I am not saying you're wrong or being patronizing - I want to be educated.

It's a good discussion point, but I don't know if we will find an absolute answer. I don't feel like reading through the whole text of the DPA.

 

[GaryH-21]

I'll read the other replies tomorrow... but if there is information that can specifically identify you as a person along with information regarding money, debts etc then they are breaking the data protection act as this could have implications to you.

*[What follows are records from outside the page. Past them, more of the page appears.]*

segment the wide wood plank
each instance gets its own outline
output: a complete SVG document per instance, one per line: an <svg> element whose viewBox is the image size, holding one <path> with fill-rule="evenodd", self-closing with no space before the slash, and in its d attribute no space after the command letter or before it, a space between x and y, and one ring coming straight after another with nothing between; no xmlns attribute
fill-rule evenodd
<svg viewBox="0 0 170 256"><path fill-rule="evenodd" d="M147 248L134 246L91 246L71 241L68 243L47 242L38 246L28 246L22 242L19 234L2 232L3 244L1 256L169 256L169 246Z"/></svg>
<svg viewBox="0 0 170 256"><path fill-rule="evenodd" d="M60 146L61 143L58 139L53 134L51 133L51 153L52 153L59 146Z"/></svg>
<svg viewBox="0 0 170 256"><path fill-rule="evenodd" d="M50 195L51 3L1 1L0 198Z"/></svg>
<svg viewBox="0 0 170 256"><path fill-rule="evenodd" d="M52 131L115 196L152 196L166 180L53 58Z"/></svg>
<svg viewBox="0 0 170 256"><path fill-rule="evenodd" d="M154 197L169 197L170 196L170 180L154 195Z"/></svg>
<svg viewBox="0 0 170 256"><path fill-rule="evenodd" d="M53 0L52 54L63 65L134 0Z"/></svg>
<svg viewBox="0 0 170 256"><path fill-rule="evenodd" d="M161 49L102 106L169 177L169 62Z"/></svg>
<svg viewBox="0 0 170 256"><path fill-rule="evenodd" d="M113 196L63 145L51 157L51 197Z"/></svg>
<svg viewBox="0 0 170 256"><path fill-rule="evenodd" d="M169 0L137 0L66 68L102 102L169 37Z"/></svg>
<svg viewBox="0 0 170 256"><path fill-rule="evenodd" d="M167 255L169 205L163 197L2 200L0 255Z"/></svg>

What can you do about it? Well... you'll be entitled to something, but It's never a good idea to get legal advice over a forum


P.S, if it's just an email address, I don't believe that can be pinpointed to a specific person... could be wrong, but I could go make an email address with anyone's name right now

 

[sniffy]

Well there's no doubt that disclosing personal information to third parties without your consent breaches the DPA. I guess the point is if an email address constitutes personal information. Personal data means:

data which relate to a living individual who can be identified—(a)from those data, or(b)from those data and other information which is in the possession of, or is likely to come into the possession of, the data controller - Source

I'm not sure to be honest. Surely that varies? If you disclose the email address of a blogger then it could easily be linked back to a blog containing personal information.

 

[SexyGreyFox]

I'll read the other replies tomorrow... but if there is information that can specifically identify you as a person along with information regarding money, debts etc then they are breaking the data protection act as this could have implications to you.

Which is what happened in Dowie's example with HFC Bank.